September 30th – A grim, wet and windy day. I went out about 6pm, and enjoyed a spin round a dark and deserted Brownhills. It felt very wintery, but the wet roads sang under my wheels and the unusual solitude on the streets was welcome. In Coppice Lane, Brownhills, I noted the scumbags have been flytipping again; 2 complete leather sofas and at the top, garden waste.

If you pay people to do jobs like gardening or rubbish removal on the cheap, you’re contributing to this problem. It costs everyone money, as our council tax has to pay for the cleanup.

The animals that do this are arseholes. No more, no less.

March 31st – Just off Gravelly Lane in Stonnall, an unnamed track runs behind Stonnallhouse Farm to Lower Stonnall. In this lovely, bucolic spot, some scumbag has dumped a couple of of sofas and some unwanted building materials, right beside an anti-flytipping sign. Did you pay some nomark to get rid of your trash? Man with a van a little to cheap and handy? Or did some member of your family not bother with the niceties of the tip?

Whoever it was, they’re scum. I hope their balls drop off.

December 20th – 390 metres up on Nether Low, on a desolate bridleway ten miles from the nearest significant town, this beautiful spot is blighted by flytipping. Possibly the remnants of metal theft, a pile of discarded cable insulation. Scrap yards pay more for stripped copper, so the insulation is carelessly discarded. This is the visible side effect of the scrap trade, and we’re still no closer to solving the problem. My views on this, and the current pointless knee jerk reaction are well known. Meanwhile, while politicians and the public prevaricate, the damage continues. Senseless. The good people fighting this crime need more resources. Now.

September 20th – An innovative approach to flytipping. Load all your shit into a wheelbarrow, push it as far away from roads as you can get, then just dump the perfectly good barrow and the rubbish. Sorted. This scumbag’s rubbish lay by the Arrow Valley Cycle Trail in Redditch for less than a day; a quick phone call to the  relevant council and it was all cleaned up. Top work – I just hope the arseholes left some identifying material in the heap…

August 8th – This annoys the hell out of me. Well-to-do house in Little Aston Lane, Little Aston. One presumes that the owners have left two old video recorders on the pavement for the tatters and scrap men to collect. Lots of people do this – I often see washing machines, fridges and household items left out in this way. After all, they take your rubbish, and make a few bob… What could possibly be wrong with that?
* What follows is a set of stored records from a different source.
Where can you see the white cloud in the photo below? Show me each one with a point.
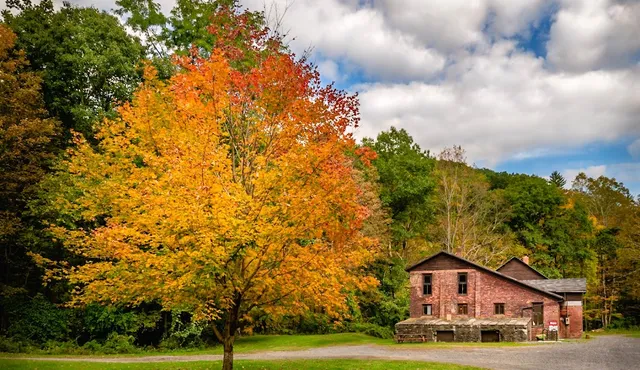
(451, 24)
(337, 29)
(593, 34)
(503, 103)
(634, 149)
(627, 173)
(330, 70)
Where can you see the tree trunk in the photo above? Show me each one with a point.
(228, 335)
(227, 360)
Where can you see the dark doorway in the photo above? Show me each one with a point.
(489, 336)
(444, 336)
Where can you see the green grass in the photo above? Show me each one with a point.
(260, 343)
(634, 333)
(239, 364)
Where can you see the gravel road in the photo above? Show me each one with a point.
(604, 352)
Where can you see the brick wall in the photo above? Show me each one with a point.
(574, 329)
(483, 290)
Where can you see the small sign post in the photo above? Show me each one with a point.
(553, 327)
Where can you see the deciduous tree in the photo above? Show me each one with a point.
(87, 60)
(224, 190)
(26, 135)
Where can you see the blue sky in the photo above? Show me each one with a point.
(527, 86)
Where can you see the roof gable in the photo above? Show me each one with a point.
(455, 262)
(518, 269)
(560, 285)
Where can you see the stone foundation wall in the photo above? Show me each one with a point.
(462, 333)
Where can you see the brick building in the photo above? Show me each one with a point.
(453, 299)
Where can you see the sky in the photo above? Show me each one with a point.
(527, 86)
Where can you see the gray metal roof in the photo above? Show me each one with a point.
(560, 285)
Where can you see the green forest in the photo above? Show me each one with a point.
(64, 73)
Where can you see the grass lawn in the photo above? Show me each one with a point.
(260, 343)
(239, 364)
(634, 333)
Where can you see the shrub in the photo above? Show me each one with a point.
(36, 319)
(11, 345)
(118, 343)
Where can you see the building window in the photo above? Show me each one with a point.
(462, 283)
(463, 309)
(538, 317)
(426, 310)
(426, 284)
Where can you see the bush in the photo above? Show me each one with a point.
(184, 336)
(372, 330)
(36, 319)
(15, 346)
(118, 343)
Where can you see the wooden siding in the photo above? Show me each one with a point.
(519, 270)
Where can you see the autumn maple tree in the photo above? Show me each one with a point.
(228, 188)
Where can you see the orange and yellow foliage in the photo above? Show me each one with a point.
(222, 189)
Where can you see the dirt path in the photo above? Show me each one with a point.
(606, 352)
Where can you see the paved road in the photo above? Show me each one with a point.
(605, 352)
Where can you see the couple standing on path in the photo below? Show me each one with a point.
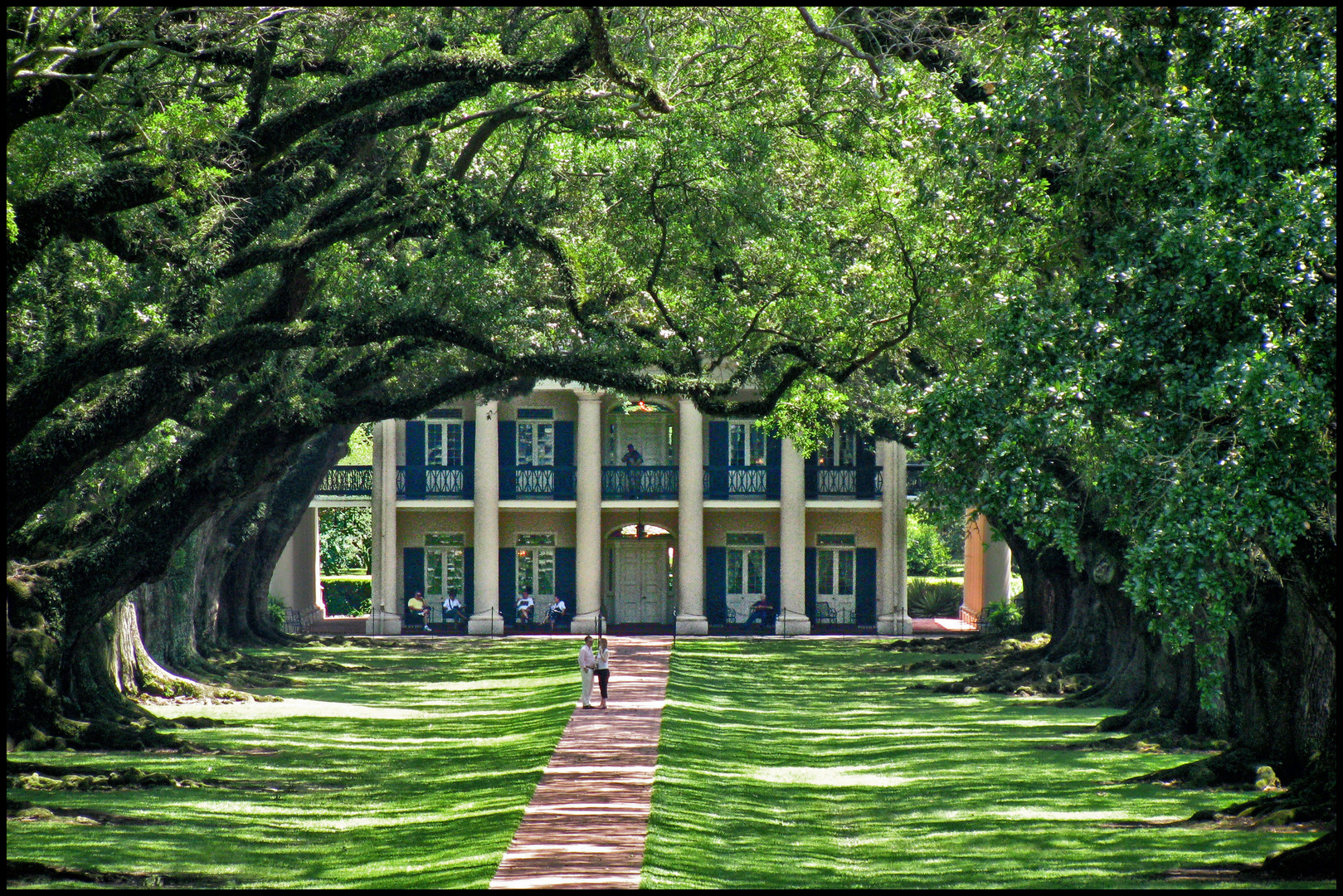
(592, 664)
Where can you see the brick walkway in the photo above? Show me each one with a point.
(590, 815)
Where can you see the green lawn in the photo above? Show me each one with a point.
(783, 763)
(803, 763)
(411, 774)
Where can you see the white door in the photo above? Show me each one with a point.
(640, 582)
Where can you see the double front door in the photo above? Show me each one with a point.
(640, 582)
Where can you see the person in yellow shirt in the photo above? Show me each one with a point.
(416, 609)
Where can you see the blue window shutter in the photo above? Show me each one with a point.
(508, 585)
(718, 462)
(564, 489)
(865, 586)
(809, 574)
(416, 458)
(771, 577)
(469, 460)
(414, 442)
(716, 583)
(508, 460)
(567, 578)
(772, 462)
(414, 577)
(469, 581)
(867, 486)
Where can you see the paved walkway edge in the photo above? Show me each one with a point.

Most scrapyards pay less for contaminated metal loads – those containing plastic and other material – or will not accept them at all. Thus, the plastic parts of these devices will be smashed off. The metal will indeed end up in some tat yard, but the plastic? Look in lay-bys, wastelands and other spots for the flytipped remains of consumer whitegoods and junk like this. 

By leaving stuff out, people are contributing to the flytipping and metal theft plague we’re currently enduring. Tatters are competing for junk to the extent that I’ve seen them pulling metalwork out of the canal, so will take anything. Leaving stuff for them just encourages more of their nuisance. It’s also illegal to give waste to a non-licensed carrier – if this stuff is traced back, you can be prosecuted as well as the carrier.

All because the owner couldn’t be arsed to use the local refuse facility.

July 17th – more flytipping. Last week, whilst passing through High Heath, I recorded the beauty of this field from exactly the same spot – on this grey Sunday morning some scumbag has just reversed into the field and flytipped a pile of rubbish – which again, would mostly have fitted in a household dustbin. My mind boggles at the kind of tossers who would see fit to visit such vandalism on such a wonderful view.